Les causes d’une pratique illégale
Exposant les arguments de ses collègues, Razack Yarou N’gobi confie, « pendant trois à quatre ans, j’ai formé un enfant et maintenant il prend son attestation sans ma bénédiction, ce n’est pas normal». Ensuite, affirme-t-il, « le nom du patron ne figure plus sur l’attestation de l’apprenti, ceci frustre des patrons, donc ils ne sont pas contents de ça. Mais ils font avec.Vous voyez que si on s’oppose encore à ces séances de bénédictions, ça va créer de problèmes. Encore que ce sont souvent certains parents ou apprentis même qui exigent cela pour prouver aux voisins du quartier l’obtention de ce diplôme ».
Il est clair donc que les patrons sont loin d’accepter libérer les apprentis sans cette fête. Certains apprentis et leurs parents cautionnent la chose pour satisfaire leur orgueil. Issiaka Aminou un parent se prononce, « je préfère qu’il ait une fête à la fin de la l’apprentissage de mon enfant parce qu’apprendre un métier n’est pas facile. Donc, si on est à la fin de cet apprentissage là, il faut au moins une réjouissance». Cette même idée est partagée par les apprentis en cours de formation, comme le souhaite Aïcha Aboudoulaye, « si mes parents acceptent, je vais organiser une fête pour qu’ils soient contents de moi, c’est pour me réjouir moi-même». A côté de ceux-ci, on remarque également que certains patrons obligent les apprentis à organiser cette cérémonie contre leur gré. Donc avec un cœur serré, ces derniers sont obligés de s’exécuter puisque ces patrons indélicats usent de ruse pour confisquer les diplômes des apprentis. « Après la cérémonie à la mairie, ma patronne m’a arraché le diplôme. Elle a exigé qu’on organise une fête après la cérémonie officielle pour qu’elle me remette ça devant tout le monde pour me bénir. Et elle m’a pris 20 0000f le jour-là », se lamente Chérifatou Fousséni apprentie libérée.

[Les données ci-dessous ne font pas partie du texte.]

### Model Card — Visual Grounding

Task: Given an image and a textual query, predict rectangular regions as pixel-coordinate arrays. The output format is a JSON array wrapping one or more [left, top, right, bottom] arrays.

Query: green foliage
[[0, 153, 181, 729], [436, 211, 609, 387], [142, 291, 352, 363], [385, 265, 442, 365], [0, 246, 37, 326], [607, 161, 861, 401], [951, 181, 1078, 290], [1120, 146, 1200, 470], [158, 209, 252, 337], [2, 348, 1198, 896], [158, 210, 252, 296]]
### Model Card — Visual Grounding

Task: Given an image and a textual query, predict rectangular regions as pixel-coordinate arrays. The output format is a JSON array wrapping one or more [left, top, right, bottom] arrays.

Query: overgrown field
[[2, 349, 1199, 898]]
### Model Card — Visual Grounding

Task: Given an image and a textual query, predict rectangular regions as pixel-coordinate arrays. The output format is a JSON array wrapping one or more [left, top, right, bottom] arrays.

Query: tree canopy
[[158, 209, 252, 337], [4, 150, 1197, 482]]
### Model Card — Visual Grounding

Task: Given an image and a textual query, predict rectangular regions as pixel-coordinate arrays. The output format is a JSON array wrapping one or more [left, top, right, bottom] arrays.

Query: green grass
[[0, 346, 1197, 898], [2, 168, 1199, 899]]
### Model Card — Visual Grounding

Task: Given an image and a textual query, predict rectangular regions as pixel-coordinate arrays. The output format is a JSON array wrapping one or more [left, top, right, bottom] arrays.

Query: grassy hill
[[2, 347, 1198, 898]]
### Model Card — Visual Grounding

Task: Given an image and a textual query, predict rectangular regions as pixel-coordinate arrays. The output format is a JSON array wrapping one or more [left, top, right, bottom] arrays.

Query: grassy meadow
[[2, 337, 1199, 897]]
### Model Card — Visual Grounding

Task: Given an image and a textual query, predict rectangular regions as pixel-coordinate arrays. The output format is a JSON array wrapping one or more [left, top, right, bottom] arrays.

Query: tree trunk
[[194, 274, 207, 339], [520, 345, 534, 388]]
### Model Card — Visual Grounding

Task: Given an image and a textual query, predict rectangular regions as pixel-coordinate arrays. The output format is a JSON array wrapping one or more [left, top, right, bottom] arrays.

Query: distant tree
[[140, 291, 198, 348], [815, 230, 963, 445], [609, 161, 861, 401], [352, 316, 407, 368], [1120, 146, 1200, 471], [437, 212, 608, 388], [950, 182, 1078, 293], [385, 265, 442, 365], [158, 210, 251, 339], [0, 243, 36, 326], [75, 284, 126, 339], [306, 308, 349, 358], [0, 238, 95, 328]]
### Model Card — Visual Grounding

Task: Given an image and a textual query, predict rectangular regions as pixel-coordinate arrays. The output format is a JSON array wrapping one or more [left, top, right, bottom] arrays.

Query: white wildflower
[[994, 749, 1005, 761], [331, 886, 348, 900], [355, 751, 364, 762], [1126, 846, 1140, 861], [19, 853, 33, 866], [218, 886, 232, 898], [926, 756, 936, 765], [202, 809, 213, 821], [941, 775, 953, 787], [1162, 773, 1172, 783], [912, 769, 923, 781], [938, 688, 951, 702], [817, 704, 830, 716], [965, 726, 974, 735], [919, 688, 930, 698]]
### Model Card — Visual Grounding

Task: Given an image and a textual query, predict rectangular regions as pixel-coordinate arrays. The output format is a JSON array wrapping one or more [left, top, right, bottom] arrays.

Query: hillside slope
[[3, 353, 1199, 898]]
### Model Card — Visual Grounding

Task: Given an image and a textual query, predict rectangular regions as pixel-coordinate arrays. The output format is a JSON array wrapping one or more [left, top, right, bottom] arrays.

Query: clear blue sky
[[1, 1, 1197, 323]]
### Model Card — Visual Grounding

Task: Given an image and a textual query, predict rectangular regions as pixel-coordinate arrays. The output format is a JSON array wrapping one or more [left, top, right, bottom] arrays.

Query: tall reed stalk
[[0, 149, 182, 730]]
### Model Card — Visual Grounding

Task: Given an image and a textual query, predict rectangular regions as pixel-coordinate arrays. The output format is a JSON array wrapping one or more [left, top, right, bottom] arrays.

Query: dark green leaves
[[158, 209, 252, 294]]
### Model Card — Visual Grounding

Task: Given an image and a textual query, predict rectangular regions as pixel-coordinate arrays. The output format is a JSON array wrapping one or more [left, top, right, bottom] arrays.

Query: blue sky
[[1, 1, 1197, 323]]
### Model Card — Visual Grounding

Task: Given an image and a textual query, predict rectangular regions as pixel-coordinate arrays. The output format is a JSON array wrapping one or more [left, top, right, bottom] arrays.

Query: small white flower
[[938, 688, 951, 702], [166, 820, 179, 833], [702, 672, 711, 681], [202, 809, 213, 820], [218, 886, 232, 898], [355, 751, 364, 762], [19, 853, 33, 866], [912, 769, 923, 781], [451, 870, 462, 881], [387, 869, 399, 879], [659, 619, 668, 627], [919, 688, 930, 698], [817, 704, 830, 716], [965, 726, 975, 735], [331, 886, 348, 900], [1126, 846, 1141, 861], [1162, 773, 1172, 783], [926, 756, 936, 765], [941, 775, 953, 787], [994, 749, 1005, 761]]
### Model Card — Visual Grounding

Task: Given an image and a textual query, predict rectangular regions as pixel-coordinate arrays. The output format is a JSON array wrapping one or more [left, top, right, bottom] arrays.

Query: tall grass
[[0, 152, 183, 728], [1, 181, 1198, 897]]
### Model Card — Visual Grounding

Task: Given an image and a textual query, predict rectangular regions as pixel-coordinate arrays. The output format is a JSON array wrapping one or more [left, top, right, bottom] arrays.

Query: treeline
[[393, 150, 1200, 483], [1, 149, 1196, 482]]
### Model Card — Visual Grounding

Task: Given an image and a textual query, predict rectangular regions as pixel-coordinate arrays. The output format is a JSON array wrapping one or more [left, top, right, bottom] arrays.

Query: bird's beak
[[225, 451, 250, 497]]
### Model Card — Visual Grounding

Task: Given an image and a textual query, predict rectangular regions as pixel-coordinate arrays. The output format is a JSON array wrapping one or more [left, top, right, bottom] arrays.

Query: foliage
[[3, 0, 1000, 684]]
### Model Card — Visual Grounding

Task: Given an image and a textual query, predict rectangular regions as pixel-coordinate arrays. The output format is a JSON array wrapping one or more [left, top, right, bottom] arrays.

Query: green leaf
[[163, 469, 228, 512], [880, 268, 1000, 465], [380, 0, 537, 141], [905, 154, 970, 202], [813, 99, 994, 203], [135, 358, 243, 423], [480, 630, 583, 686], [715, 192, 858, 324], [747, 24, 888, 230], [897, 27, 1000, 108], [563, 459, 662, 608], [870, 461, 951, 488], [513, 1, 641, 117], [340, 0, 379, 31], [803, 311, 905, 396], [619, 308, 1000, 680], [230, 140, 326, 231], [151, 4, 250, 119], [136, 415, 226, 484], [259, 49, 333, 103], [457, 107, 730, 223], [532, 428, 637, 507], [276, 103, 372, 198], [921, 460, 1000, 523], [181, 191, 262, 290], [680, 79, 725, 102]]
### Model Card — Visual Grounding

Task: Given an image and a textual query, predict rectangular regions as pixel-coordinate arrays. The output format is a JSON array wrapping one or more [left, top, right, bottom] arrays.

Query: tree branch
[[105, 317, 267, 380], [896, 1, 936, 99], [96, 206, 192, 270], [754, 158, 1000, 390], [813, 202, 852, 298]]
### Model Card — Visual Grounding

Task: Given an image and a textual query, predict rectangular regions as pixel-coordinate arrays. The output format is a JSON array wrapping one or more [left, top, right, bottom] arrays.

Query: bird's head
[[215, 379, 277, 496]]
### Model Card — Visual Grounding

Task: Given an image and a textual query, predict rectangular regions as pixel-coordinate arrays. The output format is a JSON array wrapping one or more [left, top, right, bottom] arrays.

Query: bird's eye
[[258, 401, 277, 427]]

Face à ces genres de lamentations qui sont légions que faire?
Pour y remédier
Déjà certaines actions sont entrain d’être menées, on peut citer la note de service prise par l’ancien ministre de l’enseignement technique et de la formation professionnelle Lucien Kokou. Il s’agit de la note de service n° 2206/MESTFP/DC/SGM/DETFP/SA du 16 octobre 2017. A travers cette note le ministre invitait les autorités locales à « contribuer à empêcher les cérémonies, par ailleurs ruineuses, de fin d’apprentissage ». Même si aux yeux de certains patrons, cela semble difficile, force doit quand même rester à la loi. Ainsi, la police républicaine doit veiller au respect strict de la loi dans ce domaine. Une prise de conscience de la part des parents permettra sûrement d’éradiquer ce fléau qui perdure. Ils pourront investir ces fonds pour accompagner les apprentis à vite s’installer à leur propre compte.